Earlier this week, Fox News’ Sean Hannity sat down with George Zimmerman, the man who shot and killed 17-year-old Trayvon Martin, for an interview.
During the exchange, Zimmerman told Hannity that he never heard of Florida’s controversial ‘Stand Your Ground’ law prior to the incident.
HANNITY: A lot of this case legally — and we are going to get to Mark in a few minutes here and ask him about a lot of legal aspects, because there are so many of them in this case — has to do with stand your ground. You have heard a lot about it. And I was just curious, prior to this night, this incident, had you even heard stand your ground?
ZIMMERMAN: No, sir.
HANNITY: You have never heard about it before?
ZIMMERMAN: No.
Critics of SYG often argue that it engenders a vigilante mentality, encouraging gun owners to “shoot-first” or “kill at will.”
Consider Director of Communications, at the Coalition to Stop Gun Violence, Ladd Everitt’s characterization of the law and the impact it has on the public.
“By pushing “Stand Your Ground” laws, the NRA sends a clear message to the hotrods and wannabe vigilantes that’s it’s okay to buy yourself that new carry gun, bring it out into public and even use it without fear of legal repercussions,” he wrote in his article, “Why Stand Your Ground is Really Kill at Will.”

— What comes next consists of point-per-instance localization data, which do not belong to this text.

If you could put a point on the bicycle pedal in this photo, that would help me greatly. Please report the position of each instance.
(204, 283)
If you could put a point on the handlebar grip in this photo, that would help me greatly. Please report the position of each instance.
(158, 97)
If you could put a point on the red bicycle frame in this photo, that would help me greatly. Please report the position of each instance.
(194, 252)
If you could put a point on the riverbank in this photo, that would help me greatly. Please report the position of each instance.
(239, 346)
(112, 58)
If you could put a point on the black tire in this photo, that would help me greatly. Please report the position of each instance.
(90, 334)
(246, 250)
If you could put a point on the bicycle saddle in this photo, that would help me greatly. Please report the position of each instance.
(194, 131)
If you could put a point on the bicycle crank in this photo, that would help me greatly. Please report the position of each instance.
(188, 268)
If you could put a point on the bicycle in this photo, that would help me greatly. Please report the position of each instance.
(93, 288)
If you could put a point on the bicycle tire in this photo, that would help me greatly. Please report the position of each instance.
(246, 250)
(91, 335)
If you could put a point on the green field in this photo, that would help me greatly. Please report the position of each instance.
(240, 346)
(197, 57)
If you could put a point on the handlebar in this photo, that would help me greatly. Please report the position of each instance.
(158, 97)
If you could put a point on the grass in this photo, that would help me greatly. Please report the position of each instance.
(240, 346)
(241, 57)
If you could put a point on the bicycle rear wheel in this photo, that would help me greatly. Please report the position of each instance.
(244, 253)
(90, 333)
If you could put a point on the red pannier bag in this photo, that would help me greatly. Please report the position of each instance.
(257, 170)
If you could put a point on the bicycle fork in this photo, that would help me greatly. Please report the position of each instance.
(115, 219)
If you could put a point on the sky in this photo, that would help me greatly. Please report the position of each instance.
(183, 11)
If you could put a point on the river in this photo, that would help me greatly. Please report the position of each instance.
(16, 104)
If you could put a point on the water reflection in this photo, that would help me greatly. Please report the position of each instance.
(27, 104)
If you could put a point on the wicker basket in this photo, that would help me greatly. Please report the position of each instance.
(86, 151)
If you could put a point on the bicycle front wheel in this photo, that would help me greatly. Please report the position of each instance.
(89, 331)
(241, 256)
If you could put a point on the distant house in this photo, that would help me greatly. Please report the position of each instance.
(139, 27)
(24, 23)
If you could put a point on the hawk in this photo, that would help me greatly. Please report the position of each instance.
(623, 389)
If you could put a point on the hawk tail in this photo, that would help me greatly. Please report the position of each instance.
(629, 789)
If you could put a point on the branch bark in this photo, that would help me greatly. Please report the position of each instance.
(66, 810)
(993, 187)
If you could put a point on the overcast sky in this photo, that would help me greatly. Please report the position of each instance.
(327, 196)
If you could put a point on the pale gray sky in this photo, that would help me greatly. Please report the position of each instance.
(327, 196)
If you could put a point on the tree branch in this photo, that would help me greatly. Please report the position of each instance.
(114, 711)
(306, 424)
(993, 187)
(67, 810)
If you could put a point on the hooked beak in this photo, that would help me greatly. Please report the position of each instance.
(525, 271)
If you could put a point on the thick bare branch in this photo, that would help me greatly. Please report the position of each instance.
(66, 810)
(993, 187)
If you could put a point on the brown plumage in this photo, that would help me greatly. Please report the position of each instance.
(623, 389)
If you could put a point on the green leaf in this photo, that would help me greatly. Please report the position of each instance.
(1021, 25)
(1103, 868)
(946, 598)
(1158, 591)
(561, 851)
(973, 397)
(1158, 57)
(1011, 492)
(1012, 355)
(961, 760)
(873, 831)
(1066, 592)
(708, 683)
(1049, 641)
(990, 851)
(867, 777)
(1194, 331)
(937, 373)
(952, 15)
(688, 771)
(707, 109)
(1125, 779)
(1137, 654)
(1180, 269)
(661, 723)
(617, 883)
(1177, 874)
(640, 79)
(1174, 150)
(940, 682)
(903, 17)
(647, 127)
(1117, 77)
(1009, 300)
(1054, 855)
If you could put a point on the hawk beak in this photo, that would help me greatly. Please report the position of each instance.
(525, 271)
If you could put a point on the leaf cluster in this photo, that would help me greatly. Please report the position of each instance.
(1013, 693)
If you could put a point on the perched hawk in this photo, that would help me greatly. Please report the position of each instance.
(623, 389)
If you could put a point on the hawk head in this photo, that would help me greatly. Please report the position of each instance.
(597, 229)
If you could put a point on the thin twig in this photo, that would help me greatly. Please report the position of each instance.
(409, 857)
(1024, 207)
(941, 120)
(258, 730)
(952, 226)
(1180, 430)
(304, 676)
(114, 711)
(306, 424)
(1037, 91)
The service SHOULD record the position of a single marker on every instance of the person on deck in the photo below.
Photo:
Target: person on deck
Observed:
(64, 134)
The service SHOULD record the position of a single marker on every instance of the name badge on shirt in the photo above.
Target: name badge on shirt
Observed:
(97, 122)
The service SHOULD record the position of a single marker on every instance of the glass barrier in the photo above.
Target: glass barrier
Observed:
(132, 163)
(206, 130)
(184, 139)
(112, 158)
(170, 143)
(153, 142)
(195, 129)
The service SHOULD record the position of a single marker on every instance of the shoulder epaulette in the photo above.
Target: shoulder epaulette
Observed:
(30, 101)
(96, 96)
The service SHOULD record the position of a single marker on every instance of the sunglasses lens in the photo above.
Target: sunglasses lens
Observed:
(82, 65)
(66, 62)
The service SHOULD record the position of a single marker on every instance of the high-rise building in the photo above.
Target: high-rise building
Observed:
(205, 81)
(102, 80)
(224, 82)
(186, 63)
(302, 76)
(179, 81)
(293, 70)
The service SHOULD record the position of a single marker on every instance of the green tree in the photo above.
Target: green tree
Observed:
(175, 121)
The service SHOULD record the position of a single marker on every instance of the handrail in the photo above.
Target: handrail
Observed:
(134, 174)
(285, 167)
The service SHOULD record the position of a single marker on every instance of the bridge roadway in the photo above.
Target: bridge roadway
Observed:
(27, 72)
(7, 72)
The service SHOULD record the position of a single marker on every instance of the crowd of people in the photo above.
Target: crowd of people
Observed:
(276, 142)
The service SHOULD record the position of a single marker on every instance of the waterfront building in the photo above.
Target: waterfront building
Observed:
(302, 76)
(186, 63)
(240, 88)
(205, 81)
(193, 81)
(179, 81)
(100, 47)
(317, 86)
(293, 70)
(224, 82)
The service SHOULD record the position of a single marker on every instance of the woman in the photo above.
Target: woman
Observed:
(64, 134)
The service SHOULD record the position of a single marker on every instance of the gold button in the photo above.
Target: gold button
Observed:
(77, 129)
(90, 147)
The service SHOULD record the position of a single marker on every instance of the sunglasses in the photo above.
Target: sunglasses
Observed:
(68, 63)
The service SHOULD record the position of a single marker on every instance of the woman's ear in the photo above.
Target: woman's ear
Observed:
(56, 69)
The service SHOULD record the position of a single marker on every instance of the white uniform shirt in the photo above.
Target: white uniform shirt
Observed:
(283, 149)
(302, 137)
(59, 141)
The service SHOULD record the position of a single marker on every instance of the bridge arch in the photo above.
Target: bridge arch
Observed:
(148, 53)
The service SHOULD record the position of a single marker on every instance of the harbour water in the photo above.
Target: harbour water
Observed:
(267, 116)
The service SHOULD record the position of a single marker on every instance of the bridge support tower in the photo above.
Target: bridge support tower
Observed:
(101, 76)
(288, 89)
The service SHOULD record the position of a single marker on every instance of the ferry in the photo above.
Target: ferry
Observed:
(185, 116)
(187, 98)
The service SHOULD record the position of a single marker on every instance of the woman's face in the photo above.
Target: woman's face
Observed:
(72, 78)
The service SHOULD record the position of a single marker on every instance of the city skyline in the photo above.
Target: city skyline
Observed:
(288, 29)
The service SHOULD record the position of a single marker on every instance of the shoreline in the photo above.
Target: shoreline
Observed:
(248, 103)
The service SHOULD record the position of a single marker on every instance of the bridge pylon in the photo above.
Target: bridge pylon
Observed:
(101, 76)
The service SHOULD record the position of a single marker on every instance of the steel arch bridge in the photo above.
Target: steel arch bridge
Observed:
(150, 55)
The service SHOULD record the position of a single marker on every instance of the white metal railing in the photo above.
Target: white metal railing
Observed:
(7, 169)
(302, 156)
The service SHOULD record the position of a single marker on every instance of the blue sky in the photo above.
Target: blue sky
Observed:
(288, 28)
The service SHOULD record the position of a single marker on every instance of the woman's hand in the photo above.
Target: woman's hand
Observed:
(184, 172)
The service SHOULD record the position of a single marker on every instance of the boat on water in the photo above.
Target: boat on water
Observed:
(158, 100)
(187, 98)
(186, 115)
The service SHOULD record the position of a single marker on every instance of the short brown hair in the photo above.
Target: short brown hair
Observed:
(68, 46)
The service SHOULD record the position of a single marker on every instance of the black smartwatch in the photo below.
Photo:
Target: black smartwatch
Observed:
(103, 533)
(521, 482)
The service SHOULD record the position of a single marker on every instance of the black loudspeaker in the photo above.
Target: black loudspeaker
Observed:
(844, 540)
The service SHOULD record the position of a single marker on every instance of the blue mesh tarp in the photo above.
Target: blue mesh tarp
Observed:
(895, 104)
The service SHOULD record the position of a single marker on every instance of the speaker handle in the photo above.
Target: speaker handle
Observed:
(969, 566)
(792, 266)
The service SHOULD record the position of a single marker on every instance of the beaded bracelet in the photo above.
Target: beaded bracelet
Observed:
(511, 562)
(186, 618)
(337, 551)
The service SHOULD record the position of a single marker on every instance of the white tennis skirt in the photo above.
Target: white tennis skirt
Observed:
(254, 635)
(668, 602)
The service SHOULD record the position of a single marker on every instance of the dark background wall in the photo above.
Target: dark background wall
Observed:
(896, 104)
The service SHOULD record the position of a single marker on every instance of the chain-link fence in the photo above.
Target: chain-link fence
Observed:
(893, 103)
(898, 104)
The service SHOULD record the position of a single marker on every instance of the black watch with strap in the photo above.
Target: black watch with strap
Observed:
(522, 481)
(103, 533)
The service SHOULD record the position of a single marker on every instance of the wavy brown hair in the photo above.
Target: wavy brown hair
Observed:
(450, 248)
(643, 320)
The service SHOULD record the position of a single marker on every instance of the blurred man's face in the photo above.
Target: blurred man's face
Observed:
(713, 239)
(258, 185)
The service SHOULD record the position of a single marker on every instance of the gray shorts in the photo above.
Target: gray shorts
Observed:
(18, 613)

“Then, when the rest of us realize that we are walking our streets surrounded by armed individuals with questionable backgrounds and terrible judgment (like Zimmerman), the NRA is hoping that we too will feel compelled to arm ourselves in public. It is a strategy that is both cunning and sick,” Everitt continued.
But if Zimmerman is telling the truth, then SYG played no role in his decision to purchase a gun, to obtain a concealed carry permit, to survey and report the actions of Trayvon Martin the night of his death.
In other words, attempts to use Zimmerman as the poster child for this faux, SYG-created “kill at will” culture are now – again, if Zimmerman is telling the truth – untenable.
But even if Zimmerman is not telling the truth, the notion that there is a growing group of people who feel the need to shoot first and ask questions later as a result of SYG is still something that there is little, if any, evidence for.
Why is this? Because the vast majority of gun owners are aware that SYG doesn’t give them a license to kill at will, rather it simply adds protections for lawful or ‘reasonable’ self-defense outside the home.
As Massad Ayoob, the internationally renowned firearms and self-defense instructor, pointed out in an address at the Cato Institute, the law still calls for ‘reasonable’ fear of imminent death or great bodily harm.
Therefore, if someone is acting unreasonably, or fails to show to a preponderance of evidence standard that he/she acted in self-defense, then SYG will not apply. Nearly all gun owners understand this, or have some sense of what constitutes reasonable behavior. In short, they have common sense. And the small minority that doesn’t is either too crazy or stupid to learn it. But that’s life. There’s always going to be a few bad apples, independent of any law or rule.